The brainchild of acclaimed author and philanthropist Dave Eggers, McSweeney’s has been publishing vibrant, frequently off-kilter writing in various forms for more than 20 years. While for many the name McSweeney’s primarily conjures up images of McSweeney’s Internet Tendency, (i.e. the good people who brought us “It’s Decorative Gourd Season, Motherf*ckers”), the publisher also puts out a quarterly literary magazine as well as standalone books. Though these various concerns may seem disparate, there is certainly a unity to the various Eggers-run projects, and readers can expect anything with the McSweeney’s stamp to showcase an often wry (though sometimes quite serious), literary sense of adventure.

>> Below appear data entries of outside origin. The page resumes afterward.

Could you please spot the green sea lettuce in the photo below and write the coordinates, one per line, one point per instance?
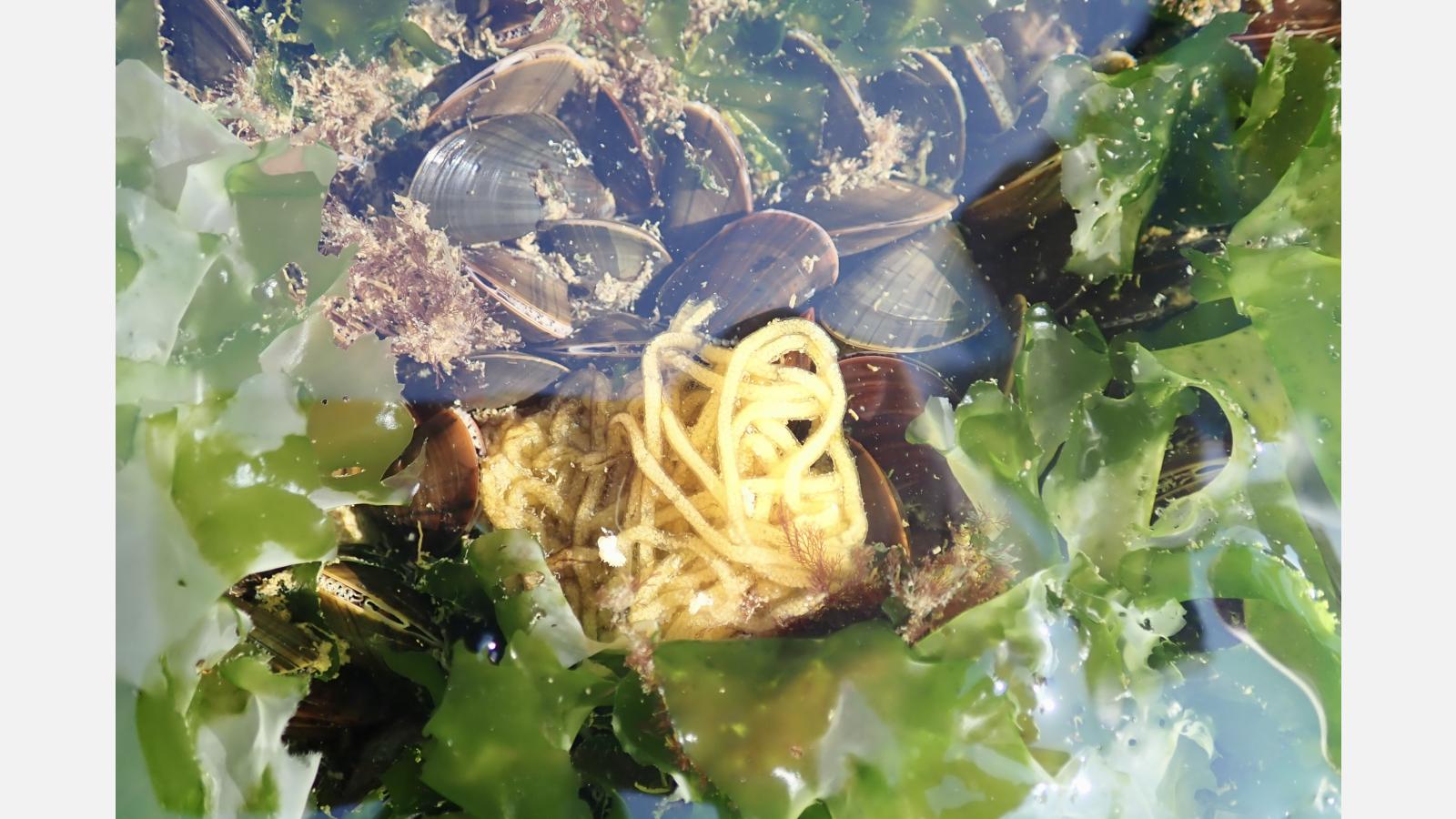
(1196, 136)
(526, 595)
(1004, 709)
(1118, 133)
(222, 467)
(500, 739)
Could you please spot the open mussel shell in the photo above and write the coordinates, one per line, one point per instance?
(807, 58)
(621, 153)
(366, 605)
(887, 392)
(608, 336)
(599, 248)
(206, 43)
(497, 179)
(919, 293)
(1018, 206)
(484, 380)
(291, 646)
(535, 298)
(870, 217)
(531, 80)
(887, 526)
(929, 101)
(1198, 450)
(983, 73)
(764, 261)
(705, 181)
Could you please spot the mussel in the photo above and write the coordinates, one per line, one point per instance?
(497, 179)
(364, 603)
(764, 261)
(533, 296)
(531, 80)
(929, 101)
(1198, 450)
(807, 58)
(608, 336)
(449, 494)
(885, 394)
(604, 251)
(705, 179)
(484, 380)
(206, 43)
(870, 217)
(919, 293)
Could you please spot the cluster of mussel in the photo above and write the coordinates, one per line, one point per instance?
(533, 150)
(533, 157)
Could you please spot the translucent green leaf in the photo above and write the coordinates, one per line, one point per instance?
(511, 761)
(992, 452)
(138, 33)
(360, 28)
(1296, 87)
(1293, 298)
(1103, 486)
(1283, 612)
(1045, 695)
(1239, 365)
(528, 596)
(1056, 370)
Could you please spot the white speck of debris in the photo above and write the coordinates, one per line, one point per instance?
(609, 550)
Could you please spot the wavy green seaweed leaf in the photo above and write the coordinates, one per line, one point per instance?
(511, 761)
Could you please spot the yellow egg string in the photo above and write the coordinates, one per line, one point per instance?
(724, 513)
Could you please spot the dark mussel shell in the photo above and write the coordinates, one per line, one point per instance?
(290, 646)
(1198, 450)
(623, 157)
(1159, 288)
(535, 298)
(764, 261)
(531, 80)
(807, 58)
(484, 380)
(609, 336)
(705, 181)
(1018, 206)
(865, 219)
(1023, 229)
(919, 293)
(887, 525)
(885, 394)
(985, 356)
(366, 605)
(1320, 19)
(449, 494)
(519, 24)
(206, 41)
(599, 248)
(482, 181)
(929, 101)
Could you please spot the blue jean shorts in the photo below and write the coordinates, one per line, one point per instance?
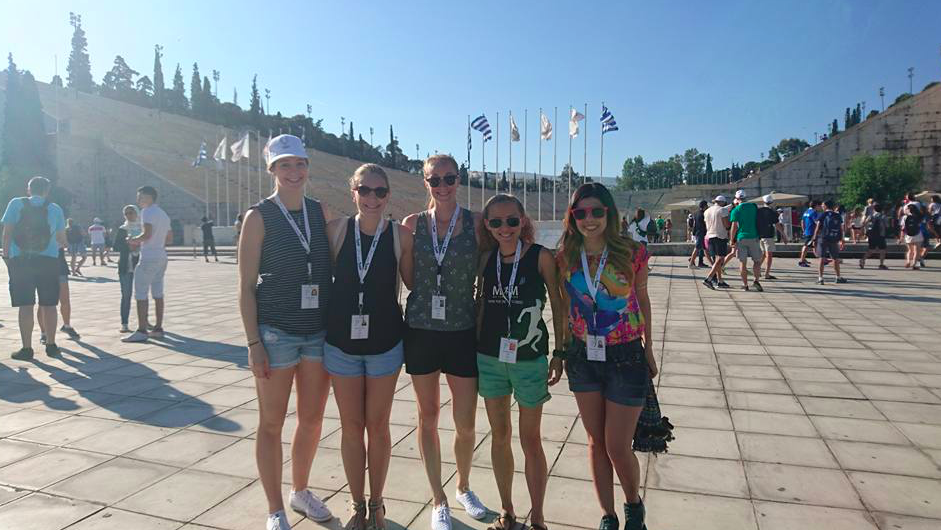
(339, 363)
(286, 349)
(622, 378)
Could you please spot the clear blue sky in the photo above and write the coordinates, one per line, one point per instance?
(727, 77)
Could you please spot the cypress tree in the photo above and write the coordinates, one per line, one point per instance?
(160, 97)
(79, 67)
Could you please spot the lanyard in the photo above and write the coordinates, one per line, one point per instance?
(443, 249)
(363, 268)
(305, 242)
(507, 293)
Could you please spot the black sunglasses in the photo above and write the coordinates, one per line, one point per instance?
(512, 222)
(597, 212)
(364, 191)
(434, 182)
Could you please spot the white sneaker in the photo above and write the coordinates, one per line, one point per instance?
(471, 504)
(310, 505)
(137, 336)
(277, 521)
(441, 517)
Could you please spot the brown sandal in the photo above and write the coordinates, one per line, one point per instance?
(504, 521)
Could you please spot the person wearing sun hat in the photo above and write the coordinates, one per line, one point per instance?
(285, 275)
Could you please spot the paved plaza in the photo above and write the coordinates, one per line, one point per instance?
(803, 407)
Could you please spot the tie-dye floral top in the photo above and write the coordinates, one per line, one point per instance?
(619, 317)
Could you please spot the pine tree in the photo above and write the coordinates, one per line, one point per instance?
(160, 97)
(196, 93)
(79, 66)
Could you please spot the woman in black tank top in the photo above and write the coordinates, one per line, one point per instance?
(364, 352)
(284, 244)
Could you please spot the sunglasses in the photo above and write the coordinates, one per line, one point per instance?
(364, 191)
(512, 222)
(597, 212)
(434, 182)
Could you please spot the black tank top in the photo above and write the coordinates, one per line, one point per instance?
(379, 300)
(529, 299)
(283, 269)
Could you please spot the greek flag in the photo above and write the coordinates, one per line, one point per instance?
(480, 124)
(202, 155)
(607, 121)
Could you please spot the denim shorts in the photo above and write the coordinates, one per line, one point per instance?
(339, 363)
(286, 349)
(622, 378)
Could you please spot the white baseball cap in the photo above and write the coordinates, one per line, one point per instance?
(283, 146)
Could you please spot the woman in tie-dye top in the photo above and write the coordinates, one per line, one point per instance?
(609, 360)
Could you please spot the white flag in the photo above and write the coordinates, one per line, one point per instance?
(545, 129)
(240, 149)
(573, 123)
(220, 151)
(514, 130)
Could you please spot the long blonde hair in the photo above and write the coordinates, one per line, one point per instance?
(620, 249)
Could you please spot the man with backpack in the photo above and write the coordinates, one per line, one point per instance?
(33, 232)
(769, 224)
(875, 227)
(828, 236)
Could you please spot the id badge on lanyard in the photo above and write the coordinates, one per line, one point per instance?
(595, 344)
(438, 300)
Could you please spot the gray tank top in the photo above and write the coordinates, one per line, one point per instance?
(458, 273)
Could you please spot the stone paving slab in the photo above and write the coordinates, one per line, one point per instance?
(800, 407)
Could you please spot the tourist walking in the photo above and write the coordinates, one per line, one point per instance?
(769, 226)
(33, 232)
(610, 359)
(152, 266)
(828, 237)
(363, 352)
(440, 337)
(96, 234)
(209, 240)
(875, 226)
(808, 227)
(744, 236)
(717, 238)
(284, 290)
(76, 245)
(128, 257)
(513, 345)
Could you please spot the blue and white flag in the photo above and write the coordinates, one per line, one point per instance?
(481, 124)
(607, 121)
(202, 155)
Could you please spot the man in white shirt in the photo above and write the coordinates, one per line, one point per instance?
(717, 238)
(96, 232)
(150, 270)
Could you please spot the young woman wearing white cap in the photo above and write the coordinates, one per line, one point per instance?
(364, 352)
(440, 336)
(284, 243)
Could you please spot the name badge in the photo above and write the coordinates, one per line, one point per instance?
(596, 345)
(438, 304)
(310, 296)
(359, 327)
(508, 349)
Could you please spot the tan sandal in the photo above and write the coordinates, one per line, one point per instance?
(375, 506)
(357, 520)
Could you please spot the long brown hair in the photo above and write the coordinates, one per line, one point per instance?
(620, 249)
(527, 233)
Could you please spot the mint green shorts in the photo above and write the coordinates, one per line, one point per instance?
(528, 381)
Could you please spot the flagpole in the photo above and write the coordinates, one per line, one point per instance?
(555, 165)
(585, 172)
(525, 146)
(539, 186)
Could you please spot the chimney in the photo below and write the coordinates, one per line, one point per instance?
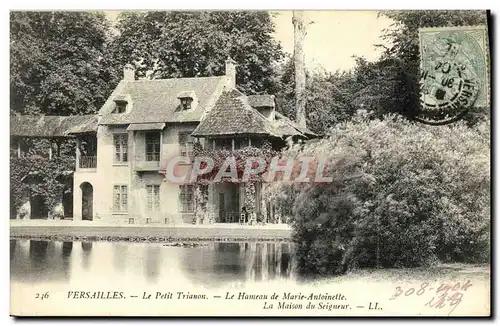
(129, 72)
(231, 72)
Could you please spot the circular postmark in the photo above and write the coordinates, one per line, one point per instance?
(449, 83)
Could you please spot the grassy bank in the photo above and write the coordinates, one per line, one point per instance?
(130, 233)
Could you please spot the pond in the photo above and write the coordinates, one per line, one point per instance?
(213, 264)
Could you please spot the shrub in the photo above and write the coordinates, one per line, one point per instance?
(403, 195)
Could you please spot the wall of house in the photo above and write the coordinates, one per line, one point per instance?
(108, 174)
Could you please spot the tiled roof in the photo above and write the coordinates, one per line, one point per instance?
(156, 100)
(51, 126)
(261, 100)
(233, 115)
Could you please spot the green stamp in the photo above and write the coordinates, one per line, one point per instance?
(454, 72)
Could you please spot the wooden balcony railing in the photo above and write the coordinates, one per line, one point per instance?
(155, 157)
(88, 162)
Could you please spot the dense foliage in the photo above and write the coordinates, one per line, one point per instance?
(59, 62)
(402, 195)
(38, 176)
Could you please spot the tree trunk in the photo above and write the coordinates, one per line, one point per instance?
(299, 33)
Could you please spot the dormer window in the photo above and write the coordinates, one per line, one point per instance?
(187, 100)
(186, 103)
(122, 104)
(120, 107)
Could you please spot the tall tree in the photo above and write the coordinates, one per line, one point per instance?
(58, 62)
(299, 34)
(170, 44)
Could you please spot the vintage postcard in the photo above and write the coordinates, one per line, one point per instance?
(250, 163)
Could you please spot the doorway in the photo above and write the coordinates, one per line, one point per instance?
(87, 201)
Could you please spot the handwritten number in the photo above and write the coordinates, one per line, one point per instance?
(422, 288)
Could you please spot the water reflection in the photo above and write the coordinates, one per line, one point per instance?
(215, 264)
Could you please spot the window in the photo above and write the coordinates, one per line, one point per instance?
(120, 198)
(240, 143)
(121, 146)
(120, 107)
(186, 144)
(226, 144)
(186, 199)
(186, 103)
(152, 146)
(153, 198)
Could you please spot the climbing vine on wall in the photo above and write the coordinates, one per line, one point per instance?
(265, 152)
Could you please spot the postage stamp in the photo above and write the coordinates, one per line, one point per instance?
(180, 164)
(454, 71)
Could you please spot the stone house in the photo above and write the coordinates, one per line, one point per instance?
(119, 176)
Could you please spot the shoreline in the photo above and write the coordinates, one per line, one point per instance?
(149, 233)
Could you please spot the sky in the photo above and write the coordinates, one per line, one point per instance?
(333, 37)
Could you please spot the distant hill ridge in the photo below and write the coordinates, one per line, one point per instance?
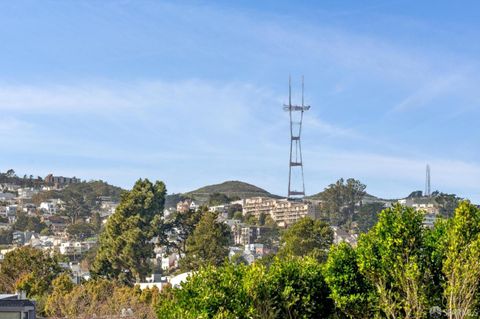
(231, 189)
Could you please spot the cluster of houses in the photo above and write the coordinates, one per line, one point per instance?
(15, 200)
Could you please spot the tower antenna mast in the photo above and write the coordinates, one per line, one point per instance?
(296, 160)
(428, 192)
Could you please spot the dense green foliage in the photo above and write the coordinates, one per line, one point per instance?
(367, 216)
(401, 269)
(180, 227)
(30, 270)
(99, 298)
(208, 244)
(351, 291)
(289, 288)
(339, 201)
(126, 242)
(307, 237)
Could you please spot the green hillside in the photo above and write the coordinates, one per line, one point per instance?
(232, 189)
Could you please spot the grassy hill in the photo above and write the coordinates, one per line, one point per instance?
(232, 189)
(368, 197)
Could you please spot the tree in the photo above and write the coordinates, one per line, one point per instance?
(125, 245)
(61, 286)
(297, 289)
(238, 216)
(232, 209)
(28, 223)
(392, 258)
(100, 298)
(208, 245)
(339, 201)
(261, 219)
(350, 290)
(448, 203)
(289, 288)
(96, 222)
(30, 270)
(80, 230)
(307, 237)
(367, 216)
(181, 226)
(462, 261)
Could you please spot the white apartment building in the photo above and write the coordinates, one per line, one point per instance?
(282, 211)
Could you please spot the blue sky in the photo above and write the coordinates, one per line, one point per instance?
(191, 92)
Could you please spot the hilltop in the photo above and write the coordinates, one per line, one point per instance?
(231, 189)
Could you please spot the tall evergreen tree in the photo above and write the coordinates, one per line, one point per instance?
(307, 237)
(126, 244)
(208, 245)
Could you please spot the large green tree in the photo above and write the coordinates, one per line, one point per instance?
(29, 269)
(352, 293)
(289, 288)
(340, 201)
(392, 258)
(461, 265)
(208, 244)
(181, 226)
(126, 246)
(307, 237)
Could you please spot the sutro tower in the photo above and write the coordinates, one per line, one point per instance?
(296, 186)
(428, 192)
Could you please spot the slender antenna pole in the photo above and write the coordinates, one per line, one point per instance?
(289, 90)
(303, 89)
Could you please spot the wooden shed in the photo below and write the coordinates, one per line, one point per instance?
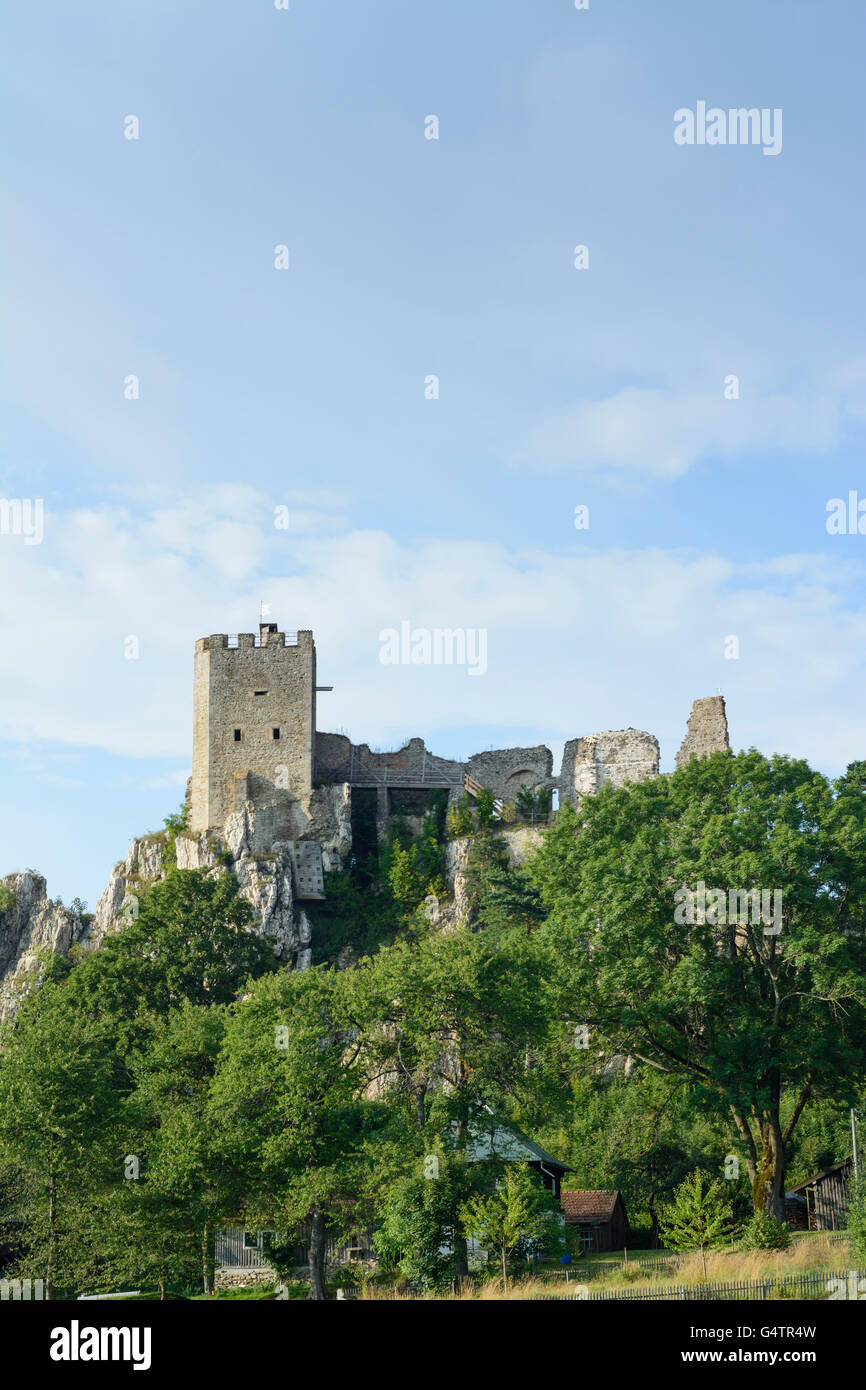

Rising Up and Rising Down – William T. Vollman
Dave Eggers is perhaps best known for his debut memoir, A Heartbreaking Work of Staggering Genius (2000)—which is a label that could easily be applied to one of McSweeney’s most interesting titles: William T. Vollman’s Rising Up and Rising Down (2003). The seven volume set (there’s also an abridged version, which featured a limited print run of only 3,500 copies) is the legendary postmodernist’s attempt to grapple with the question of violence and its causes, alternating between portraits of historical figures from Robespierre to Stalin to Gandhi and more conventional reportage on modern violence. If its tremendous moral scope and 3,352-page length aren’t staggering, I don’t know what is.
What is the What – Dave Eggers
Speaking of Dave Eggers, the McSweeney’s founder himself has also seen much of his work published under McSweeney's imprint. Perhaps the best-known and most acclaimed among said works is 2006's What is the What (full title: What Is the What: The Autobiography of Valentino Achak Deng). The hybrid novel-biography details the trials of its eponymous subject as he flees the Second Sudanese Civil War, miraculously escaping the violence of his home country only to suffer in Ethiopian and Kenyan refugee camps before coming to America as part of the Lost Boys of Sudan program, which aided in the resettlement of those displaced by the conflict. The novel was a finalist for the National Book Award and continues to be prominent on college reading lists.
How Music Works – David Byrne
Though much of McSweeney’s output has been from veritable literary giants, the press has also notably published work by a giant of another field entirely: former Talking Heads frontman David Byrne. In How Music Works (2012), one of the most important musicians of his era discusses Talking Heads, his own autobiography, and his thoughts on music and music theory. The result is an ecstatic survey of the 20th and 21st centuries' musical landscape; according to The A. V. Club’s Jason Heller, "joy—of singing and playing, of thinking and dancing, of listening and wondering—renders almost every page a song."
"Four Institutional Monologues" – George Saunders
George Saunders, whose Lincoln in the Bardo (2017) recently won the Man Booker, spent many years as a sort of underappreciated “writer’s writer,” producing a treasure trove of innovative short stories. One of these stories in particular, “Four Institutional Monologues,” was originally published in the fourth edition of Timothy McSweeney’s Quarterly Concern. A few years later, when it was included in The Best of McSweeney’s Vol. 1, Michael Faber wrote, “with this piece alone, the anthology justifies its existence." In the meantime, the story was published by McSweeney’s as a standalone chapbook, which makes for a worthwhile addition to a Saunders-centric collection.
"Dabchik" – Haruki Murakami
In the same vein as Saunders’ standalone short story, Haruki Murakami’s “Dabchick” (which centers around a man going underground for a job interview, only to be accosted by another man clad in nothing but a towel who demands a previously-unmentioned password) was published as a pamphlet by McSweeney’s before it was included in his later collection Blind Woman, Sleeping Willow. For those without a deep cache of ornithological knowledge, dabchick is another word for a little grebe, the smallest member of the grebe family.
Maps and Legends – Michael Chabon
Much-feted author Michael Chabon also joined the ranks literary stars who have published with McSweeney’s when he put out his first work of non-fiction, Maps and Legends: Reading and Writing Along the Borderlands (2008). The 16 essays give an account of the boundaries between high and low culture, sketching out an overarching argument about the importance of thinking of literature primarily in terms of entertainment. Many have also read the book as a defense of Chabon’s propensity to veer into the pulpier literary genres (though it’s not clear why anyone would require such a defense after having read The Amazing Adventures of Kavalier and Clay (2000), the author’s Pulitzer-winning novel about the early days of the comic book trade.)
Samuel Johnson is Indignant – Lydia Davis
Fun fact: writer and translator Lydia Davis is one of just three authors to have been anthologized in both The Best American Short Stories and The Best American Poetry (along with Stuart Dybek and Alice Fulton). Also, she’s a modern literary titan and her short stories (many as brief as a few lines) carry great emotional and intellectual heft. For some, Samuel Johnson is Indignant (2001) still represents her best work to date as a writer of fiction.